Ecoutez le Dr Joëlle Le Moa
l, épidémiologiste à l'Institut de veille sanitaire: « Depuis 17 ans, la baisse de la concentration est continue ».  



Pour expliquer ce qui est devenu aujourd'hui  « une sérieuse mise en garde » , les auteurs de l'étude souhaitent que «le lien avec l'environnnement en particulier soit déterminé » . Par le passé, plusieurs  travaux ont mis en cause les perturbateurs endocriniens. Par exemple, les expositions professionnelles à certains pesticides, au plomb ou à des composés chimiques comme les éthers de glycol affectent les capacités reproductrices des hommes.
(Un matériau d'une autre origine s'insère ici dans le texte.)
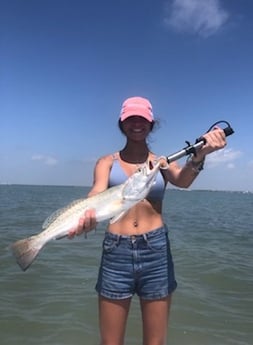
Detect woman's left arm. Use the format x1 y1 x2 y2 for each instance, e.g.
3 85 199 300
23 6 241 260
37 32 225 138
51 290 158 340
164 127 226 188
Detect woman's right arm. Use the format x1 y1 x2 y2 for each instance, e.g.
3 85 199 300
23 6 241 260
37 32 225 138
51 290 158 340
68 155 112 238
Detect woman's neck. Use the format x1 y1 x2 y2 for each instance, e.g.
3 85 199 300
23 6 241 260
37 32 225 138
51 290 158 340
119 143 149 164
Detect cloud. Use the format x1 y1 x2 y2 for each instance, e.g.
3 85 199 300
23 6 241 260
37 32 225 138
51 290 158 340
164 0 229 37
207 149 242 169
32 154 58 165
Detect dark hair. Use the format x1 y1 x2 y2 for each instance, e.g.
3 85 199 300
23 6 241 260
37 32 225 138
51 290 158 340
118 119 158 134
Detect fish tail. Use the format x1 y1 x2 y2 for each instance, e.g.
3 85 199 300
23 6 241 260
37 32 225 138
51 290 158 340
11 235 44 271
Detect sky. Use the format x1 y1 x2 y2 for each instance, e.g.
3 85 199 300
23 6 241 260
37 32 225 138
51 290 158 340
0 0 253 191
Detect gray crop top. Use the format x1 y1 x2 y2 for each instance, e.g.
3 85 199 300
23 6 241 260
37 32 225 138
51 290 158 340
109 155 166 201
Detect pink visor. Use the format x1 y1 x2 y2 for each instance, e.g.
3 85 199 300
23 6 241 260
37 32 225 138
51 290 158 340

Mais les effets environnementaux sur la qualité du sperme et plus largement sur la fertilité sont particulièrement difficiles à démontrer scientifiquement. La toxicologie, qui étudie les effets de l’exposition d’un organisme à un produit toxique, voit ses concepts remis en question par ces perturbateurs présents dans notre environnement. L’effet produit n’est visiblement pas proportionnel à la dose mais au contraire plus dangereux avec les faibles doses. Et les effets cumulés de plusieurs perturbateurs ne se résument pas à la somme des effets de chaque perturbateur.

Pr Louis Bujan, Centre d’études et de conservation des œufs et du sperme (CECOS) de Midi-Pyrénées : « Le défi qui nous attend c’est comprendre la multiexposition ». (Entretien réalisé en février 2012)

 

Les spécialistes plaident donc pour un effort de recherche soutenu qui permette d’identifier les produits toxiques dans notre environnement et de proposer des alternatives de substitution. Mais visiblement, il faudra attendre. L’appel à projets Santé-Environnement de l’Agence nationale de la recherche qui devait allouer des financements dans ce domaine a été suspendu fin 2011.